On 1/4/07, Daniel Kiss <mysql@stripped> wrote:
>
> Hi All,
>
> I'm designing a database where it is required for each row in a table to
> have a unique identifier accross a bunch of running MySQL servers on a
> network.
>
>
> I'm considering two options:
>
> 1. Have a two-column primary key, where the first column is a normal
> auto incremented ID field, the second identifies the database and
> contains a constant ID per server. Something like this:
> CREATE TABLE MyTable (
> ROWID int unsigned not null auto_increment,
> DBID int unsigned not null,
> AnyData varchar(10) not null,
> PRIMARY KEY (ROWID, DBID)
> );
>
> INSERT INTO MyTable (DBID, AnyData) VALUES (8, 'Any text');
>
> 2. I would use a traditional one-column binary primary key populated by
> the built-in uuid() fuction of MySQL. Like this:
> CREATE TABLE MyTable (
> ID binary(36) not null,
> AnyData varchar(10) not null,
> PRIMARY KEY (ID)
> );
>
> INSERT INTO MyTable (ID, AnyData) VALUES (uuid(), 'Any text');
>
>
> In my view both solutions have their adventages and disadvantages. The
> first is more optimal in storage space and speed, the second is easier
> to maintain, administer and query.
> And there is another aspect, which is needed to be tested, I guess...

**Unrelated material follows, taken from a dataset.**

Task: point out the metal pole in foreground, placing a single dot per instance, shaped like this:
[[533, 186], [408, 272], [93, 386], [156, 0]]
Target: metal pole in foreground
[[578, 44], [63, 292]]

> How fast is the second solution when I execute complex queries based on
> primary key relations? Does it pay to use the ease of the second
> solution? Anyone has any experience in similar problems?
> What is your opinion?
Human readability is important in case something goes wrong, and I like the
first solution better. I looked at the format of UUID in the MySQL
documentation ... not all that human-friendly.
In all the database code I've written (admittedly, all on a single server),
I've always had a function (written in PHP) that returns server unique
identifiers (and a globally unique identifier is along the same lines).
They have typically been fairly long character strings that include the Unix
time (seconds and microseconds) and the PID. I typically also spin-lock
until the microtime changes--that way it is guaranteed that two processes
can't have the same PID at the same time.
I'd say go with (a)generation that you understand and control, and
(b)human-readability in case you have to dissect it.
The server-unique identifiers that I described above have the advantage that
they double as timestamps.
Just an opinion.
Dave.